German government advisers see only modest growth next year

By The Associated Press | November 8, 2023 | Last updated on November 8, 2023
2 min read

Germany’s economy will shrink by 0.4% this year and grow only by a relatively modest 0.7% next year, the government’s panel of independent economic advisers forecast Wednesday.

The panel joined several other forecasters in revising downward its outlook for Europe’s biggest economy. Its prediction for this year was in line with one issued by the government about a month ago, but next year’s forecast was considerably gloomier than the 1.3% the government expects.

In their previous outlook in March, the experts had forecast that gross domestic product would grow 0.2% this year and 1.3% in 2024.

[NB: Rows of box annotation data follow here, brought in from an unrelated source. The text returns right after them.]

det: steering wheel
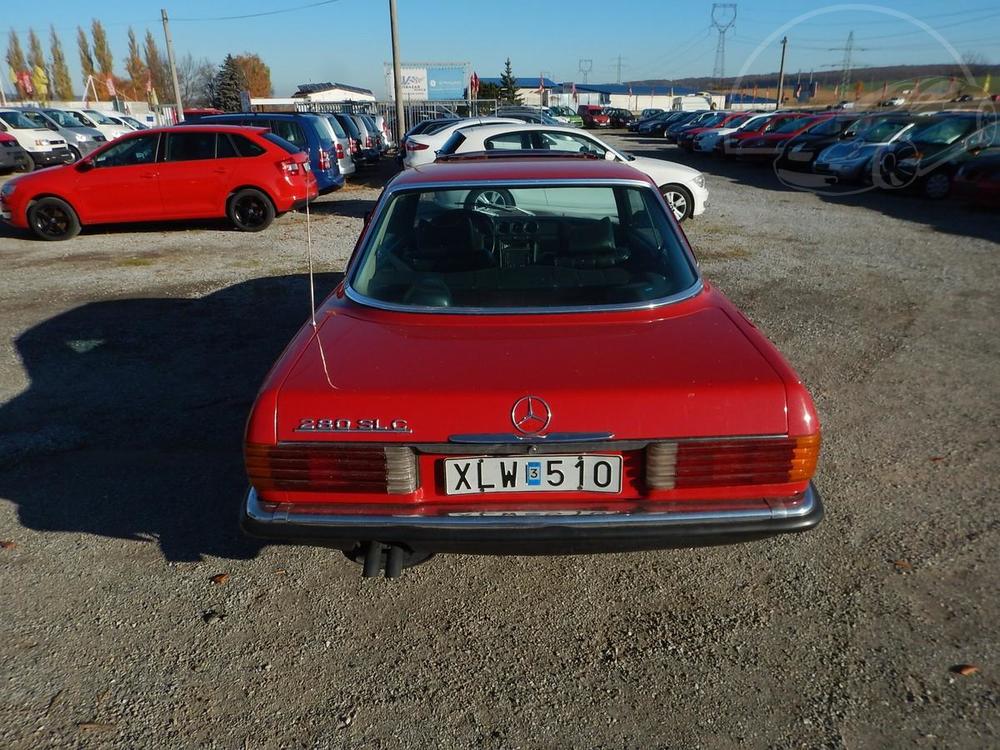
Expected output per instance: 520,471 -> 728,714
433,208 -> 496,260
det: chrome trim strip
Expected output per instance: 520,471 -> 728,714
448,432 -> 615,445
343,177 -> 705,315
246,483 -> 817,532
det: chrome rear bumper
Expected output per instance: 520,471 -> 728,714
241,484 -> 823,554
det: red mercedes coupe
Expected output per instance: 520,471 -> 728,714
0,125 -> 318,240
242,151 -> 823,576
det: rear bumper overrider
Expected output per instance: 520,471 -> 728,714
240,483 -> 824,554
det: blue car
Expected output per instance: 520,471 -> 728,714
191,112 -> 344,195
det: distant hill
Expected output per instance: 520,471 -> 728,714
627,63 -> 1000,91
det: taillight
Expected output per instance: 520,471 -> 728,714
250,443 -> 417,495
646,434 -> 820,490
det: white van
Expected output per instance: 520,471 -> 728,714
0,109 -> 74,168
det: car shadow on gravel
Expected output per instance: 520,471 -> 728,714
0,274 -> 342,561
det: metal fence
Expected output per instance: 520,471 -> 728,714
295,99 -> 497,138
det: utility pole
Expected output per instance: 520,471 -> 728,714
774,36 -> 788,109
712,3 -> 736,82
160,8 -> 184,122
389,0 -> 406,147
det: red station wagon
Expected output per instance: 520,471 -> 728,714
242,152 -> 823,576
0,125 -> 317,240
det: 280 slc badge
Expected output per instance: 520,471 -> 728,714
295,417 -> 412,433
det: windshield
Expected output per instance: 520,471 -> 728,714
858,120 -> 910,143
907,117 -> 976,146
350,185 -> 697,312
771,117 -> 813,133
85,109 -> 115,125
0,109 -> 45,130
45,109 -> 85,128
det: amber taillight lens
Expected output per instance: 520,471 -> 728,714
244,443 -> 417,495
646,434 -> 820,490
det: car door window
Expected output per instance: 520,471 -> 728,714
483,133 -> 531,151
538,133 -> 607,158
94,135 -> 159,167
163,131 -> 215,161
268,120 -> 309,149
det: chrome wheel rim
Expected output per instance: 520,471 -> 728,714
234,195 -> 267,227
31,206 -> 70,237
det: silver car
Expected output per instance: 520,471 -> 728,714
28,107 -> 107,161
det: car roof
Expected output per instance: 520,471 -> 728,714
122,120 -> 270,138
390,157 -> 653,188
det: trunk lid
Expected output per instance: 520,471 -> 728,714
276,295 -> 787,443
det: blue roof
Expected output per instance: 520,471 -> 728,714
479,76 -> 559,89
563,83 -> 698,96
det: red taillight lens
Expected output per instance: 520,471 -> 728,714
243,443 -> 417,495
646,434 -> 820,490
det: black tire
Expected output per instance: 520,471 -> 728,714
226,188 -> 275,232
28,198 -> 80,242
660,183 -> 694,222
465,188 -> 517,211
920,171 -> 951,201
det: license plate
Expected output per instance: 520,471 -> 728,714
444,455 -> 622,495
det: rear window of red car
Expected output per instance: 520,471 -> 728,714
349,183 -> 698,312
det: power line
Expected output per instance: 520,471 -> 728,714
173,0 -> 340,22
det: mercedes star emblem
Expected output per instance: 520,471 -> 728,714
510,396 -> 552,435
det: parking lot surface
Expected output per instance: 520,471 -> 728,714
0,135 -> 1000,750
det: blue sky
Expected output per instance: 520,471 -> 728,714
7,0 -> 1000,98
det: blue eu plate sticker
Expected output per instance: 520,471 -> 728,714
524,461 -> 542,487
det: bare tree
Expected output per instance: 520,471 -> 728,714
177,53 -> 215,107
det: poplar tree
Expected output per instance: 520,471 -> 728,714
90,18 -> 115,78
125,26 -> 146,93
76,26 -> 97,87
7,29 -> 28,99
49,26 -> 73,102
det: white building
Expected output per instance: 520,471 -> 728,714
292,82 -> 375,102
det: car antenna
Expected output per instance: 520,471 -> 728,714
306,154 -> 316,331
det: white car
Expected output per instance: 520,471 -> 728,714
403,117 -> 524,169
694,112 -> 774,154
439,123 -> 708,221
63,109 -> 132,141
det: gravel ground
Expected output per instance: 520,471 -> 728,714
0,136 -> 1000,750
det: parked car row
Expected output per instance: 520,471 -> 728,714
394,113 -> 708,221
631,110 -> 1000,202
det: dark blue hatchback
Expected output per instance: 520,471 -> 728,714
191,112 -> 344,194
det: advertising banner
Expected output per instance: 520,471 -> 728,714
427,65 -> 465,100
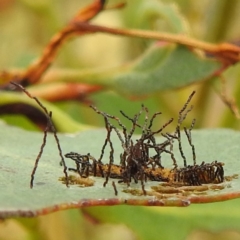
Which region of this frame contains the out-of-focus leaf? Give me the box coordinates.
[125,0,189,34]
[43,44,221,96]
[84,199,240,240]
[0,123,240,217]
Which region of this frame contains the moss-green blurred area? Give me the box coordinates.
[0,0,240,240]
[0,0,240,132]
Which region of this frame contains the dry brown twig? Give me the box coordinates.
[2,0,240,92]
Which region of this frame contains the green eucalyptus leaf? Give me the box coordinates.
[0,123,240,218]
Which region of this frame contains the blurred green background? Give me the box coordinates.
[0,0,240,240]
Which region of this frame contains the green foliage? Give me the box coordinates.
[0,0,240,239]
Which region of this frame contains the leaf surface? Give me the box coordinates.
[0,123,240,217]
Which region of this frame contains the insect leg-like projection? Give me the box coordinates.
[11,82,68,188]
[117,105,173,194]
[167,92,224,186]
[65,152,97,177]
[90,106,119,187]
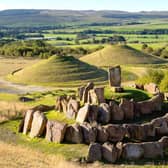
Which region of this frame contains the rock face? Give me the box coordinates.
[76,104,90,123]
[109,101,124,121]
[88,87,105,104]
[23,110,34,134]
[87,143,102,163]
[119,98,134,120]
[66,99,80,119]
[122,143,144,160]
[102,142,119,163]
[144,83,160,94]
[104,124,128,142]
[81,123,97,144]
[30,111,47,138]
[142,142,163,159]
[108,66,121,87]
[98,103,111,124]
[82,82,94,103]
[134,94,164,115]
[46,121,67,143]
[65,124,83,144]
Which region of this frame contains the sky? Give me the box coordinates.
[0,0,168,12]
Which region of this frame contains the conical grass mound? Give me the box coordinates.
[8,56,107,86]
[80,45,166,67]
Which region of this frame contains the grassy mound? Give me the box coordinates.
[80,45,166,67]
[8,56,107,86]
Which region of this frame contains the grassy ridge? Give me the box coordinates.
[80,45,166,67]
[8,56,107,85]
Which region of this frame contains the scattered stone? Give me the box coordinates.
[46,121,67,143]
[102,142,119,163]
[144,83,160,94]
[109,101,124,121]
[65,124,83,144]
[81,123,97,144]
[23,110,34,134]
[98,103,111,124]
[119,98,134,120]
[76,104,90,123]
[97,125,108,143]
[66,99,80,119]
[30,111,47,138]
[87,143,102,163]
[142,142,163,159]
[122,143,144,160]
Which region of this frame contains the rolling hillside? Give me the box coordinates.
[80,45,166,67]
[8,56,107,86]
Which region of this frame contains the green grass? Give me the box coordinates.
[80,45,166,67]
[8,56,107,86]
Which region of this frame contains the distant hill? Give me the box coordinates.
[80,45,166,67]
[0,9,168,27]
[8,56,107,86]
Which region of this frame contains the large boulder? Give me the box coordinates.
[76,104,90,123]
[46,121,67,143]
[122,143,144,160]
[66,99,80,119]
[98,103,111,124]
[109,101,124,121]
[104,124,128,142]
[87,143,102,163]
[97,125,108,143]
[144,83,160,94]
[82,82,94,103]
[119,98,134,120]
[81,123,97,144]
[142,142,163,159]
[88,87,105,104]
[23,110,34,134]
[102,142,120,163]
[30,111,47,138]
[65,124,83,144]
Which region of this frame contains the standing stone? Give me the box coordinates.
[76,104,90,123]
[97,125,108,143]
[87,105,99,123]
[46,121,67,143]
[82,82,94,103]
[65,124,83,144]
[144,83,160,94]
[108,66,121,87]
[102,142,119,163]
[87,143,102,163]
[142,142,163,159]
[66,99,80,119]
[81,123,97,144]
[109,101,124,121]
[122,143,144,160]
[23,110,34,134]
[119,98,134,120]
[88,87,105,104]
[98,103,111,124]
[30,111,47,138]
[105,124,128,142]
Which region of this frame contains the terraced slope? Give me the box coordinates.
[80,45,166,67]
[8,56,107,86]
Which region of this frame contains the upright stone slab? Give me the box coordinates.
[108,66,121,87]
[66,99,80,119]
[30,111,47,138]
[46,121,67,143]
[23,110,34,134]
[76,104,90,123]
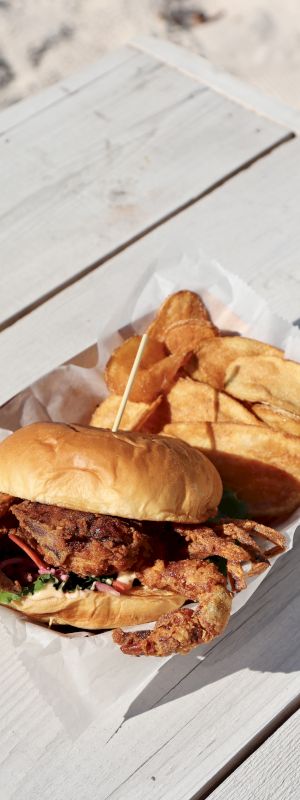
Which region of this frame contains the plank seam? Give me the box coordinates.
[195,695,300,800]
[129,41,300,135]
[0,131,295,332]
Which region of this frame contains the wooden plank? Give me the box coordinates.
[0,134,300,403]
[0,47,134,137]
[132,36,300,134]
[6,537,300,800]
[209,711,300,800]
[0,51,287,322]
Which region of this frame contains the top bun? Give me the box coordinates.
[0,422,222,523]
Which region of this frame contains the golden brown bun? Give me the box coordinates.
[11,586,185,630]
[0,422,222,523]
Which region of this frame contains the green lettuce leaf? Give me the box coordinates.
[0,592,21,605]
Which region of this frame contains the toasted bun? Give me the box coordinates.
[0,422,222,523]
[11,586,185,630]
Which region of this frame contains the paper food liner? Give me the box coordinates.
[0,250,300,737]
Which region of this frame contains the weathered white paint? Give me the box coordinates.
[0,134,300,404]
[209,711,300,800]
[0,50,287,323]
[132,36,300,134]
[0,42,300,800]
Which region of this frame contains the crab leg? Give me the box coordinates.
[113,559,232,656]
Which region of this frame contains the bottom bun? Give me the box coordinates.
[11,586,186,630]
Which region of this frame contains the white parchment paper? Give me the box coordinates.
[0,251,300,737]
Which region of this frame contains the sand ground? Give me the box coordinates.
[0,0,300,108]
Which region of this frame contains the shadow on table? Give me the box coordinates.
[124,528,300,722]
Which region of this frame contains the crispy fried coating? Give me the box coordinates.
[175,519,285,591]
[12,501,160,577]
[113,560,232,656]
[0,492,15,518]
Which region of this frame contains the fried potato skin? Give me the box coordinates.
[186,336,283,394]
[225,355,300,415]
[163,422,300,521]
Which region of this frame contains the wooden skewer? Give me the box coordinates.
[112,333,148,433]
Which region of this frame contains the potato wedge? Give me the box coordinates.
[252,403,300,436]
[163,422,300,520]
[105,336,190,403]
[186,336,283,389]
[148,289,210,342]
[225,356,300,415]
[167,378,258,425]
[165,319,219,353]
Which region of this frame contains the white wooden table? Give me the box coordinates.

The panel’s chair, Monika Schnitzer, said “the economic recovery in Germany is delayed — it is … still being slowed by the energy crisis and reduced real income caused by inflation.” She noted that central banks’ interest rate increases and economic weakness in China have made Germany’s trading environment more difficult, while the high interest rates are dampening investment and construction at home.

Inflation in Germany has now fallen back to 3.8%, its lowest level since August 2021. People’s real income should increase next year, leading to higher private spending and “a cautious economic recovery,” Schnitzer said.

As well as the current economic headwinds, Germany has been grappling with other issues such as an aging population, lagging use of digital technology in business and government, excessive red tape that holds back business launches and public construction projects, and a shortage of skilled labor.

In its annual report, the advisory panel suggested that the country’s retirement age — which is currently being raised gradually to 67, a level it will reach in 2031 — be raised further in the future to take account of rising life expectancy.

It didn’t offer specifics, but panel member Martin Werding pointed to a possibility of raising the retirement age by six months every 10 years so that it would reach 68 in mid-century.